Griff in den Schrotthaufen

Behutsam schiebt er das Lichtkabel in eine winzige Öffnung des Rahmens. Ein halbe Stunde später zupft er es mit einer Pinzette am anderen Ende heraus. "Fuselarbeit", sagt er und tunkt den Zeigefinger in einen großen Fettkübel. Das Lenkrohr wird von innen eingeschmiert. Dumm nur, dass die Lenkgabel des Kunden verbogen ist. Der Fahrradkünstler greift zielsicher in einen Berg Metall - für den ungeübten Blick ein Schrotthaufen -, und schon ist Ersatz gefunden.

Durch die Glastür kommt Heiko Wilkens, 35. Der Berliner ist vor acht Monaten nach München gezogen und hat zwei Tourenräder bestellt - Stückpreis circa 3000 Mark. "Als ich das erste Mal in den Laden gekommen bin, war ich gleich begeistert. Ich habe mir gedacht: Klasse, ein kreativer Chaot, der sich auch wirklich Zeit nimmt." Metzmacher zieht aus der Hosentasche einen Bund Schraubenzieher und stellt den Lenker ein. Wilkens verschwindet mit dem Rad - Probe fahren. Ein halbe Stunde später: Nochmal Lenker einstellen. Dann spritzt Öl. Das Kabel der Hydraulikbremse ist rausgerutscht. "Sonderbar", sagt Metzmacher, "so etwas habe ich noch nie erlebt. Aber zum Glück ist es hier passiert." Nach einer weiteren halben Stunde steckt das Kabel wieder im Bremsgriff, das Öl ist nachgefüllt. Wilkens will noch einen Einkaufskorb. Doch der schwarze passt nicht auf den Gepäckträger. Improvisieren. Ein paar Mal schnappt die Beißzange.
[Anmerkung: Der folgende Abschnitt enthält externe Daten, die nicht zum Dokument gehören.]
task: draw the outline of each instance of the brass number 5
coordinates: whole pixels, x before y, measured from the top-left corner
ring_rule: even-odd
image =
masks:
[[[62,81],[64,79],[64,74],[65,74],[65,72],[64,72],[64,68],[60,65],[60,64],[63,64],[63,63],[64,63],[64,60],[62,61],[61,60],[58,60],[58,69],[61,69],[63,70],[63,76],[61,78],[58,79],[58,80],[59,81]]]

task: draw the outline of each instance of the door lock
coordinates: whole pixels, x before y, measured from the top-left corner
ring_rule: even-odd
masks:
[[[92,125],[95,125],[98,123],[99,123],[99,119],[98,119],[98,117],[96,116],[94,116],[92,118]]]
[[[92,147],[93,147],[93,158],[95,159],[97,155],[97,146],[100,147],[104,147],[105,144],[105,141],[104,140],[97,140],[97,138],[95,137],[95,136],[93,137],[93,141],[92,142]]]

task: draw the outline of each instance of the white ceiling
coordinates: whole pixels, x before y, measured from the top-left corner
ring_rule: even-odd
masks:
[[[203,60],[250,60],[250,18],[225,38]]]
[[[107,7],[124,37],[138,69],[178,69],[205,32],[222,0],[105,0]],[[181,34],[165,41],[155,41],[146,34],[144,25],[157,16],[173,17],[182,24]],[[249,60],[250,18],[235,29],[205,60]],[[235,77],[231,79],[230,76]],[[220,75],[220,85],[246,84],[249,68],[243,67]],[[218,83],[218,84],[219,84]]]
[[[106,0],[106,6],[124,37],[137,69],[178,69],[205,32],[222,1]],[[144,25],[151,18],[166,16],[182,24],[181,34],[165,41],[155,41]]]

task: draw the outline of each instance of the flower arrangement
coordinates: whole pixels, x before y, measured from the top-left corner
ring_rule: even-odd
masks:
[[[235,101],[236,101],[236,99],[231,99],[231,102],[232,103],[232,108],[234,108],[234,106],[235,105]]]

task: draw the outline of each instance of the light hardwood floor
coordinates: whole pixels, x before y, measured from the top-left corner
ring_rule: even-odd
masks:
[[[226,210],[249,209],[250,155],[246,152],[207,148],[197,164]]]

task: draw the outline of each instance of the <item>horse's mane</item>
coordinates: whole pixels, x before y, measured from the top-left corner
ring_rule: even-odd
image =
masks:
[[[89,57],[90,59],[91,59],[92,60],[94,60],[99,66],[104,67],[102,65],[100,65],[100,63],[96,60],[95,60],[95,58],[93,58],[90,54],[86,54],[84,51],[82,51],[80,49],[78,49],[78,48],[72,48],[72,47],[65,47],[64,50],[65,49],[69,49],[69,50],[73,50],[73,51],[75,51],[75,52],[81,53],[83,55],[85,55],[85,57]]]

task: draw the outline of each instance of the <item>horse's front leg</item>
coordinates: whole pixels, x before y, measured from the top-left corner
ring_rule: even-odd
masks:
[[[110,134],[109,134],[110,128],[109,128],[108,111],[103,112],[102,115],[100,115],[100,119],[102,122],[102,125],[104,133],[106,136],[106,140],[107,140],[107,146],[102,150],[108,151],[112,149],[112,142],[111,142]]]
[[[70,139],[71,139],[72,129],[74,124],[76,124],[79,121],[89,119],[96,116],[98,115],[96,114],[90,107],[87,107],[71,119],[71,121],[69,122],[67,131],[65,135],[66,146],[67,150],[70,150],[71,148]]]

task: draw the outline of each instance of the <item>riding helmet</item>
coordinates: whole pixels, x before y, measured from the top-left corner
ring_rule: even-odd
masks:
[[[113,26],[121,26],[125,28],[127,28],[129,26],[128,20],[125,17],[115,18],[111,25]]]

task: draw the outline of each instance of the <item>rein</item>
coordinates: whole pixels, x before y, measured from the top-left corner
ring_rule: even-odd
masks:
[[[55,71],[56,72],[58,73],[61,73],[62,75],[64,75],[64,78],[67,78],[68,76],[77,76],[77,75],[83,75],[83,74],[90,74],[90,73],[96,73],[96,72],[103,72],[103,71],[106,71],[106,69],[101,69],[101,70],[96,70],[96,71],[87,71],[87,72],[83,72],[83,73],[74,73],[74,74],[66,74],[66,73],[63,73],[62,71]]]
Überflüssige Verstrebungen werden entfernt. Wilkens ist zufrieden und geht. Die Rechnung kommt später.

Junger Freak

Begonnen hat die Karriere des Fahrradfreaks schon im Alter von 10 Jahren. In der Garage der Eltern zerlegte der kleine Thomas bereits Räder in ihre Einzelteile und bastelte an seinen Fahrradkreationen. "Im Winter war es in der Garage zu kalt. Da musste ich in den Keller ausweichen."
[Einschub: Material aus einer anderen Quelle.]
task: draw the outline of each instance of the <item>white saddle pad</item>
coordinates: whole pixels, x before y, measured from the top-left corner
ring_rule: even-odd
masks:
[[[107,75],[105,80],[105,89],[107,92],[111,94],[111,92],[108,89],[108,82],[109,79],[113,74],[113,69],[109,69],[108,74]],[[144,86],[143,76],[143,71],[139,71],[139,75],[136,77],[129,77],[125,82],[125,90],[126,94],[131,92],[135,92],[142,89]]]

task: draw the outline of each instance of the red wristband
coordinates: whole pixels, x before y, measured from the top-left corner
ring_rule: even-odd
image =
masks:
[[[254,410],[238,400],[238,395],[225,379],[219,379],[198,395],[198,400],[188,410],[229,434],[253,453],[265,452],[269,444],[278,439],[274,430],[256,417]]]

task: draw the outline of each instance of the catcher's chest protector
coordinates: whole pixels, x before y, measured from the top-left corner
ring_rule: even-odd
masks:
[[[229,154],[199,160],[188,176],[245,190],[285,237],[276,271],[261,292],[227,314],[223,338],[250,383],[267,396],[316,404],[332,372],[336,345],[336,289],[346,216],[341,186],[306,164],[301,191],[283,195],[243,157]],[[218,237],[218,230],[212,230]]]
Jahre später begann er ein Maschinenbaustudium, wechselte aber bald ins Fach Fahrzeugtechnik. "Für Fahrräder hatten die allerdings nicht viel übrig." Trotzdem schloss er das Studium ab und eröffnete Mitte der achtziger Jahre seine erste Werkstatt. "Das musste ich einfach machen. Später hätte ich den Schritt in die Selbstständigkeit wohl nicht mehr gewagt." Zweimal zog er um - mit Werkzeug und Maßfahrrädern. Seit 1993 ist seine Werkstatt im Münchner Norden, in Milbertshofen.

Individuelle Problemlösung

Metzmacher hat seine Nische gefunden. Während inzwischen selbst in Kaffeeläden Billigräder verkauft werden, nimmt er sich der Wünsche zahlungskräftiger Kunden an.

"Es gibt so viele Probleme, für die die großen Hersteller keine Lösungen anbieten." Typischer Fall: der Gepäckträger. Eine extra lange und stabile Konstruktion hat sich der Tüftler deshalb vor Jahren ausgedacht. Der Aufbau kostet rund 600 Mark und hat eine kleine Klappe, die verhindert, dass sich die transportierte Getränkekiste in den Rücken des Fahrers bohrt.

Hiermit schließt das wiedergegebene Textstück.